Jackknife is used for calculating the significance of the admixture signals. For a quick scan of the data, you can put off Jackknife.
Num_threads controls the number of threads used globally, this value is no bigger than the number of the chromosomes used for inference.
Num_threads_wld controls the number of threads used for calculating weighted LD, which is specified for the memory control when dealling NGS data.

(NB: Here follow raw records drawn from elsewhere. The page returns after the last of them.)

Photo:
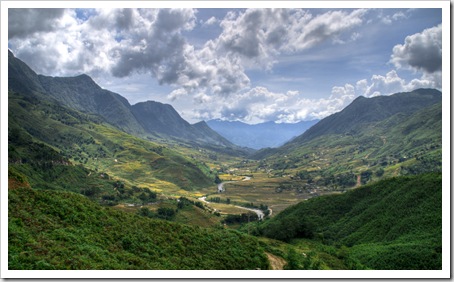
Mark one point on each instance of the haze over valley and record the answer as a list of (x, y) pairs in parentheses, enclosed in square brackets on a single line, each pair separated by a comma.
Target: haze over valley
[(227, 139)]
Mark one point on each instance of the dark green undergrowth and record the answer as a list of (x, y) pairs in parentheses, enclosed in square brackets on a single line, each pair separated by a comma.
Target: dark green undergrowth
[(64, 230), (392, 224)]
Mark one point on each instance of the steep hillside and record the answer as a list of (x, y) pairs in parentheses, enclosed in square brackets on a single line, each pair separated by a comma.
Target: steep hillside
[(364, 112), (85, 140), (392, 224), (62, 230), (262, 135), (345, 155), (152, 120), (164, 119)]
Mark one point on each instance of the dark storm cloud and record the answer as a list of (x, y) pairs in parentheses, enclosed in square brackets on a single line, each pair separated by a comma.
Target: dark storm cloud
[(23, 22), (421, 51)]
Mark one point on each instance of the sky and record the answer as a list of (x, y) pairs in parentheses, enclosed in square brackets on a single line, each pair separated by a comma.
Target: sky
[(252, 65)]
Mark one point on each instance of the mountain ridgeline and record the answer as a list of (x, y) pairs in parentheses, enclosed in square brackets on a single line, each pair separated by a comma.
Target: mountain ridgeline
[(262, 135), (149, 119), (364, 112), (94, 181), (391, 135)]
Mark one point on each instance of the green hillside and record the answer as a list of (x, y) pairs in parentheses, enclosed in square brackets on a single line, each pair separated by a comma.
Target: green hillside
[(82, 139), (63, 230), (401, 144), (392, 224)]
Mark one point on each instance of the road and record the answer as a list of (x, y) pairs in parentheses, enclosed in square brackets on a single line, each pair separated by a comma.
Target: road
[(259, 213)]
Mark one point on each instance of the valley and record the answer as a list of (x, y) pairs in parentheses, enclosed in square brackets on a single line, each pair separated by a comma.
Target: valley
[(141, 183)]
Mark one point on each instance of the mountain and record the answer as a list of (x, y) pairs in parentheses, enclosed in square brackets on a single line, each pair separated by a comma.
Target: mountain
[(370, 139), (61, 230), (56, 147), (392, 224), (146, 119), (258, 136), (363, 112)]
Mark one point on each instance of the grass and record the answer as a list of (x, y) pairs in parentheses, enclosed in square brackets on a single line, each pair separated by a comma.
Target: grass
[(62, 230)]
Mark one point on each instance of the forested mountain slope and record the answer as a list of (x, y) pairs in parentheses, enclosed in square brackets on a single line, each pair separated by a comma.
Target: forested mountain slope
[(149, 119), (392, 224), (62, 230)]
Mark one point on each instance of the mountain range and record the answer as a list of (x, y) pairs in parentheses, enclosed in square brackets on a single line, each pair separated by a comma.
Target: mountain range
[(258, 136), (148, 119), (82, 160)]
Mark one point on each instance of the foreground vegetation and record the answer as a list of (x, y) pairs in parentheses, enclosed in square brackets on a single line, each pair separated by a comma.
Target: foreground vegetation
[(64, 230), (392, 224)]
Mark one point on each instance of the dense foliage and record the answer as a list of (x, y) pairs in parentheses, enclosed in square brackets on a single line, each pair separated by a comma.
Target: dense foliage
[(63, 230), (393, 224)]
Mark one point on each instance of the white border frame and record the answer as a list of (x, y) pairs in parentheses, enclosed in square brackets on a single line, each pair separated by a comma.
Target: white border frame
[(216, 274)]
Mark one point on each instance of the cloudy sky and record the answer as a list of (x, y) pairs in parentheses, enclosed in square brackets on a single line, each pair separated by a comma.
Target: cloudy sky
[(252, 65)]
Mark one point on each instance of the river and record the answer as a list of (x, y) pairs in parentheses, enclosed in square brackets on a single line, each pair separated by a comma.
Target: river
[(259, 213)]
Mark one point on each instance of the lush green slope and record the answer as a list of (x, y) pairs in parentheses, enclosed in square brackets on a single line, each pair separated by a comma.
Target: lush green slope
[(401, 144), (364, 112), (393, 224), (149, 119), (83, 139), (63, 230)]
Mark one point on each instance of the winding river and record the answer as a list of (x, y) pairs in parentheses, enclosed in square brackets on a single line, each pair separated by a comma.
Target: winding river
[(259, 213)]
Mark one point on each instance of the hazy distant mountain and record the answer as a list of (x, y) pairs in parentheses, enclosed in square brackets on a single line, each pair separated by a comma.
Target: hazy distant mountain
[(262, 135), (145, 119), (369, 130), (363, 112)]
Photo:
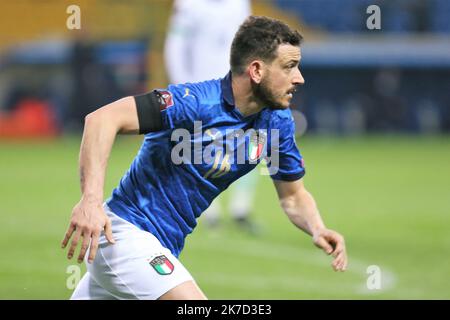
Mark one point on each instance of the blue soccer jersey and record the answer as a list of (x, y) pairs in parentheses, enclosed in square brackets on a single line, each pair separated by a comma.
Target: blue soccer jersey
[(204, 146)]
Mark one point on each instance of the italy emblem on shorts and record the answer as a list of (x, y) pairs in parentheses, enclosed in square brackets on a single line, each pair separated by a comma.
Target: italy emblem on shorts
[(162, 265), (256, 146)]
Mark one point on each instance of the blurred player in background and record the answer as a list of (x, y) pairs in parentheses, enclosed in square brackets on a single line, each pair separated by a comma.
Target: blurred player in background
[(197, 49), (140, 231)]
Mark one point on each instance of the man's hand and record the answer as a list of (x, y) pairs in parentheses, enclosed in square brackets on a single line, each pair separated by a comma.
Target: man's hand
[(332, 243), (87, 223)]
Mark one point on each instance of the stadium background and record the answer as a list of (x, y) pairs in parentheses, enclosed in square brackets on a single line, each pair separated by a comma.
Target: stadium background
[(375, 140)]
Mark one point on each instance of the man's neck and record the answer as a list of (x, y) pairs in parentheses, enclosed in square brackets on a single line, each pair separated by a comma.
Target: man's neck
[(244, 100)]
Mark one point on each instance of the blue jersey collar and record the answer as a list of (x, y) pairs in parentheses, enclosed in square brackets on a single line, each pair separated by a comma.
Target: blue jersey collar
[(227, 90)]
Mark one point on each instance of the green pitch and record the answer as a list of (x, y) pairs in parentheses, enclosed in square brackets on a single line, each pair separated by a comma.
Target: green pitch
[(390, 197)]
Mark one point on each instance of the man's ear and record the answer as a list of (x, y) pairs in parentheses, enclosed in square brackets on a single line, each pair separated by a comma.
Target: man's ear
[(256, 71)]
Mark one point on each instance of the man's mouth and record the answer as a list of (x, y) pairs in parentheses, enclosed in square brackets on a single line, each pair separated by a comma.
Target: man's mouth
[(291, 92)]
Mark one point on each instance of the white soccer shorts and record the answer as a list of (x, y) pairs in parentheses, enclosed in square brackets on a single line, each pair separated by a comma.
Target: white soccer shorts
[(137, 266)]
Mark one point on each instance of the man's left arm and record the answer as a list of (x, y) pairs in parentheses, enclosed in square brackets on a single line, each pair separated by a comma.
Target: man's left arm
[(301, 209)]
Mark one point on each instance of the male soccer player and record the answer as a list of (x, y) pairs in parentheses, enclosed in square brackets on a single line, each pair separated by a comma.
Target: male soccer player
[(197, 47), (157, 202)]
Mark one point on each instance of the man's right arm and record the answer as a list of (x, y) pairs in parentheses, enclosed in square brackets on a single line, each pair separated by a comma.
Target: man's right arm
[(88, 217)]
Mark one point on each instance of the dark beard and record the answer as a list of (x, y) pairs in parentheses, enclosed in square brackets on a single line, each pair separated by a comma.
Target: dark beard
[(263, 94)]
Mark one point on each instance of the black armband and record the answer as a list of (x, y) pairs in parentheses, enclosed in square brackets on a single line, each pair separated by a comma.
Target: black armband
[(148, 109)]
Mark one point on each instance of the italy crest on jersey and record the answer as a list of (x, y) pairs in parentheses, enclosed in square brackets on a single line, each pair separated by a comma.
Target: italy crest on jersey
[(256, 145), (162, 265)]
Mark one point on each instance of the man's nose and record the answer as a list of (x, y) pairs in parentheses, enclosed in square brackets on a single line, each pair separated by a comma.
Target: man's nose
[(298, 78)]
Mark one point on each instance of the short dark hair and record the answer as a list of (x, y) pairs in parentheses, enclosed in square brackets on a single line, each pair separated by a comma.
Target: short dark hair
[(259, 38)]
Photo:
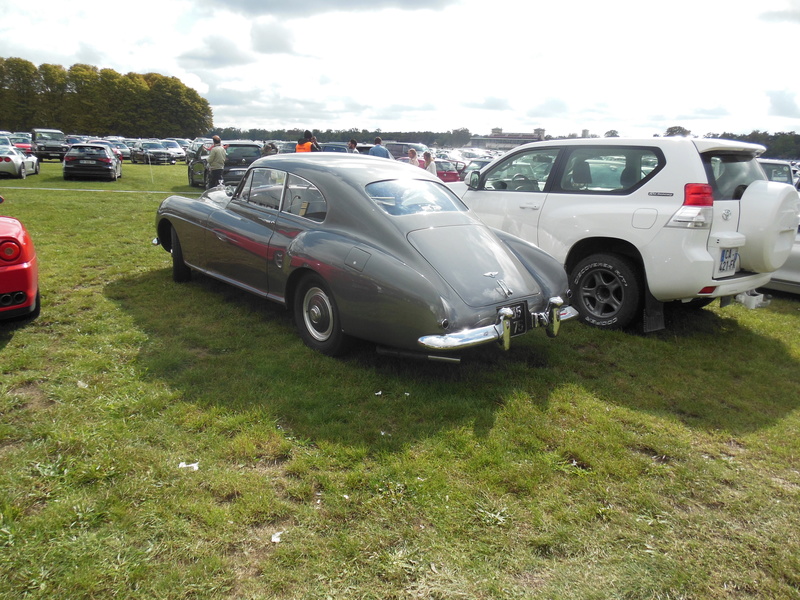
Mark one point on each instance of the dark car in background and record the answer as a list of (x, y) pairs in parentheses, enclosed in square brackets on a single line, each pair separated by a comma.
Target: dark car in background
[(95, 161), (240, 155), (152, 153), (49, 143), (476, 164)]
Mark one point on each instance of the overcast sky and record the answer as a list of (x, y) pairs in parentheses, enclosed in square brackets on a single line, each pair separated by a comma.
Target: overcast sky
[(634, 66)]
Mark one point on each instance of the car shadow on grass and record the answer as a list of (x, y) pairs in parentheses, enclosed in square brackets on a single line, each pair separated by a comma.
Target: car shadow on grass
[(223, 348)]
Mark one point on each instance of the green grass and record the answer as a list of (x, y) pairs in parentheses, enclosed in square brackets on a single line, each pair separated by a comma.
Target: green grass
[(596, 465)]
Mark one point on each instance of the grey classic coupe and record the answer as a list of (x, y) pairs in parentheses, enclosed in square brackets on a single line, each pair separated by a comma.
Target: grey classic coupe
[(362, 247)]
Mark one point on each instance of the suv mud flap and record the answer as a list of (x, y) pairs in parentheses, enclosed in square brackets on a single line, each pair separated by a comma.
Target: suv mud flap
[(653, 317)]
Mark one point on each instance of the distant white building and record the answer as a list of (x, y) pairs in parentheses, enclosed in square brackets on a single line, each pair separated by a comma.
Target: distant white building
[(498, 140)]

If you have large memory(>128G for each fitting process) or you should set it to a small value, say 3.
If you use iMAAPs in your research, please cite
Zhou Y, Yuan K, Yu Y, Ni X, Xie P, Xing EP, Xu S. Inference of multiple-wave population admixture by modeling decay of linkage disequilibrium with polynomial functions. Heredity (Edinb). 2017 May;118(5):503-510. doi: 10.1038/hdy.2017.5. Epub 2017 Feb 15. PMID: 28198814; PMCID: PMC5564381.